A horizontal line of 3 circles represents 3 transactions: from left to right, they are labeled T1, T2, and T3.

Figure $PS.20.2$: Answer template for Q20.2.

Q20.4 Is schedule 2 serializable? If not, explain why not. If so, give a serial schedule for it.

Q20.5 Could schedule 2 have been produced by two-phase locking, in which a transaction acquires a lock on an object as the first part of the step in which it first uses that object? For example, step 3 of schedule 2 is the first time that transaction T1 uses record x , so it would start that step by acquiring a lock for x . Explain.

Louis is also concerned about recovery. When he ran the three transactions and obtained schedule 2, he found that the system generated the following log:

1 BEGIN (transaction: T1) 2 BEGIN (transaction: T2) 3 BEGIN (transaction: T3) 4 CHANGE (transaction: T1, record: x, undo: 1, redo: 2) 5 CHANGE (transaction: T3, record: y, undo: 1, redo: 2) 6 CHANGE (transaction: T2, record: z, undo: 1, redo: 2) 7 COMMIT (transaction: T3) 8 COMMIT (transaction: T2) 9 CHANGE (transaction: T1, record: z, undo: 2, redo: 3) 10 COMMIT (transaction: T1)

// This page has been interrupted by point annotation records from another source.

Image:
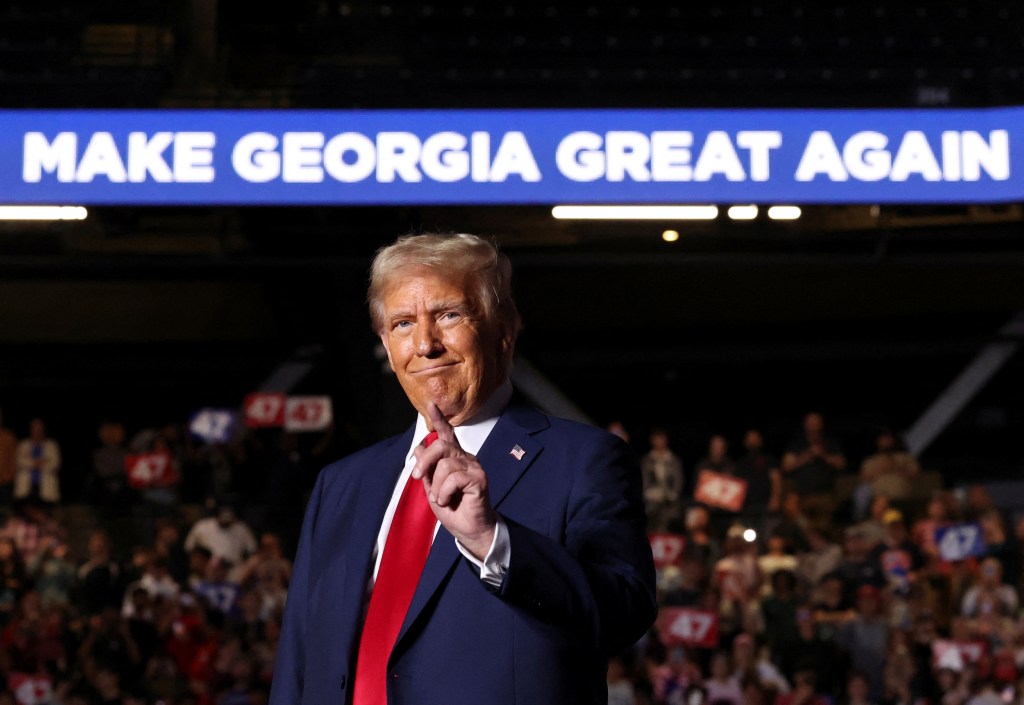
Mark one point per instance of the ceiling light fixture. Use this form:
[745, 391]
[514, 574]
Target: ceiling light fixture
[43, 213]
[783, 212]
[635, 212]
[742, 212]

In a CHANGE record the undo field gives the old value before this change, and the redo field gives the new value afterwards. For example, entry 4 indicates that the old value of x was 1 and the new value is 2. The system uses the redo/undo recovery procedure of Figure 3.4.7.

Q20.6 Suppose the system crashed after record 7 of the log has made it to disk but before record 8 is written. What states do x , y , and z have after recovery is complete?

Q20.7 Suppose instead that the system crashed after record 9 of the log has made it to disk but before record 10 is written. What states do x , y , and z have after recovery is complete?

Louis's database consists of a collection of integer objects stored on disk. Each WRITE operation increments by 1 the object being modified. The system is using a write-ahead logging protocol and there is an in-memory cache that the system periodically flushes to disk, without checking to see if the cached objects belong to committed transactions.

To save space in the log, Louis's friend Ben Bitdiddle suggests that CHANGE records could just indicate the operation that was performed. For example, log entry 4 would be:

4 CHANGE (transaction: T1, record: x, operation: increment)

When the recovery manager sees this entry, it performs the specified operation: increment x by 1. Ben makes no other changes to the recovery protocol.

Q20.8 All objects are initialized to 0. Louis tries Ben's plan, but after the first system crash and recovery he discovers that it doesn't work. Explain why.